Sentada en el sofá. Fuma. Cada tanto
observa a través de la ventana, el cuerpo de Mara y Mora moviéndose como un
resorte y el perro que las sigue como una sombra esbelta y peluda.
Mira la puerta. Sale. La tarde le pega en
la cara. El pasto está húmedo. Mara y Mora se mueven más despacio. El perro
saca la lengua acostado sobre las flores.
Les da un beso. Las tapa. El cuerpo tose, casi
dormido. Es una tos seca, compacta, que se repite primero por Mara, después por
Mora. Es el cuerpo que se habla y se contesta, el par de brazos, el par de
piernas, el mismo torso y la cara de Mara y la cara de Mora. Separadas desde el
cuello, liberadas apenas por dos cabezas frágiles y rubias.
Cierra la puerta con llave. Se tira en la cama. Sabe que Blanca es suficiente,
por algo le paga. Blanca está más cerca, llega en seguida cuando el cuerpo
delira o se asfixia o tose perpetuamente o se mueve tan fuerte, tan rápido que
siente en las paredes los golpes, el temblor como una onda de agua, que se
expande, que la trae hasta la oscuridad de esa casa, hasta las caras deformes
que ríen al mismo tiempo, que babean con la misma intensidad y que se vuelven
azules con la almohada.
Esta noche se les da por llorar. Y
entonces abre el cajón de la mesa, saca el espejo redondo, se mira. Gira el
espejo. Comprueba el vacío que hay después de cada imagen de sí misma. Se
acaricia la panza, que late en un costado, porque està creciendo. Escucha los
pasos de Blanca. Se duerme.
Blanca siempre pierde en los dados.
Ella sonríe y se guarda los billetes en la cigarrera de plata. Las mujeres
pequeñas terminan el vino. Se bajan de la silla y parece que rebotan cuando
caen, con esas piernas macizas y cortas que no funcionan si la silla es alta y
el piso de alfombra. La joven pelirroja también se despide. Se inclina
elegante, se vuelve una altura aceptable y baja la cabeza cuando cruza la
puerta del comedor. La mujer y su barba también se despiden con cortesía y la
sonrisa gorda, habitual de los domingos de póker y dados.

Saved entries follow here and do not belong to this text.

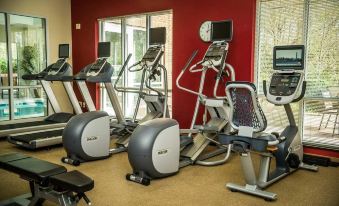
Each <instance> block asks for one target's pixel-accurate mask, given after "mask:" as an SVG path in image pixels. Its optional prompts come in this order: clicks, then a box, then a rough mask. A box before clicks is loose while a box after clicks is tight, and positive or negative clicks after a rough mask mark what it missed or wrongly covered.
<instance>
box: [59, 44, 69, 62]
mask: <svg viewBox="0 0 339 206" xmlns="http://www.w3.org/2000/svg"><path fill="white" fill-rule="evenodd" d="M63 46H67V48H68V53H67V56H61V55H60V48H61V47H63ZM58 53H59V59H66V58H69V53H70V52H69V44H59V51H58Z"/></svg>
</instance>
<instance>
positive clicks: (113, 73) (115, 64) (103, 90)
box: [100, 19, 124, 116]
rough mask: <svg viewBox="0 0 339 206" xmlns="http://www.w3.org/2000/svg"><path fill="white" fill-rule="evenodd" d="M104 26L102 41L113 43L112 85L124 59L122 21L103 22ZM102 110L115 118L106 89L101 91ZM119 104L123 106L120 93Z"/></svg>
mask: <svg viewBox="0 0 339 206" xmlns="http://www.w3.org/2000/svg"><path fill="white" fill-rule="evenodd" d="M101 25H102V31H101V32H102V34H101V35H100V36H101V38H102V39H101V41H105V42H106V41H109V42H111V57H110V58H108V61H109V62H110V63H111V64H112V66H113V68H114V73H113V76H112V83H114V82H115V81H116V79H117V76H118V73H119V71H120V69H121V66H122V64H123V59H122V42H121V40H122V39H121V37H122V36H121V19H114V20H105V21H102V22H101ZM123 81H124V78H122V79H121V80H120V81H119V84H118V85H119V86H122V84H121V83H123ZM101 90H102V92H101V95H102V96H101V100H102V101H101V108H102V109H103V110H104V111H106V112H107V113H108V114H109V115H111V116H115V113H114V110H113V107H112V104H111V102H110V100H109V98H108V96H107V92H106V89H104V87H103V88H102V89H101ZM118 98H119V104H120V105H123V104H122V99H123V96H122V94H120V93H118Z"/></svg>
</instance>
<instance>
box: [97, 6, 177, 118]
mask: <svg viewBox="0 0 339 206" xmlns="http://www.w3.org/2000/svg"><path fill="white" fill-rule="evenodd" d="M99 26H100V29H99V30H100V41H110V42H111V58H109V62H110V63H112V65H113V67H114V69H115V70H114V74H113V77H112V82H113V83H114V81H115V80H116V78H117V75H118V72H119V71H120V69H121V66H122V64H123V63H124V61H125V58H126V57H127V55H128V54H130V53H131V54H132V57H131V59H130V61H129V66H130V65H132V64H134V63H135V62H137V61H139V60H141V58H142V57H143V55H144V53H145V52H146V50H147V48H148V41H147V38H148V32H149V29H150V28H153V27H160V26H161V27H166V44H165V54H164V57H163V59H162V64H163V65H165V67H166V69H167V72H168V84H169V96H171V89H172V78H171V77H172V12H171V11H165V12H157V13H151V14H138V15H132V16H126V17H117V18H108V19H104V20H99ZM140 79H141V73H140V72H139V73H138V72H136V73H135V72H133V73H127V74H126V75H125V76H124V77H123V81H121V82H122V84H123V85H120V86H123V87H128V88H134V89H138V88H139V87H140ZM163 81H164V80H163V79H161V78H159V79H157V81H155V82H154V83H153V84H154V85H153V86H159V87H162V85H163ZM118 96H119V101H120V105H122V108H123V112H124V114H125V117H127V118H131V117H133V115H134V110H135V106H136V103H137V97H138V96H137V94H133V93H124V94H121V93H118ZM171 103H172V101H171V98H170V97H169V99H168V105H169V108H171ZM101 108H102V109H103V110H105V111H107V112H108V113H109V114H110V115H113V116H114V111H113V108H112V106H111V103H110V101H109V99H108V97H107V94H106V90H105V89H104V88H101ZM170 111H171V109H170ZM146 112H147V108H146V104H145V103H144V102H141V104H140V107H139V111H138V115H137V118H142V117H143V116H144V115H145V114H146Z"/></svg>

Cuando todas se han ido Blanca inicia el
ritual. Se saca los zapatos. Enciende el incienso. Se acuesta, entre la mesa y
el sofá, canta. Las chicas la escuchan en silencio, sentadas, los ojos cerrados.
Entonces ella se desnuda, se sienta en una punta, con las piernas cruzadas como
un Buda, una mano en la panza, escucha la risa de Blanca, las palmas del
cuerpo, la cola del perro contra el vidrio y entonces se mueve, se hamaca y se
ríe, porque también está riendo el cuerpo.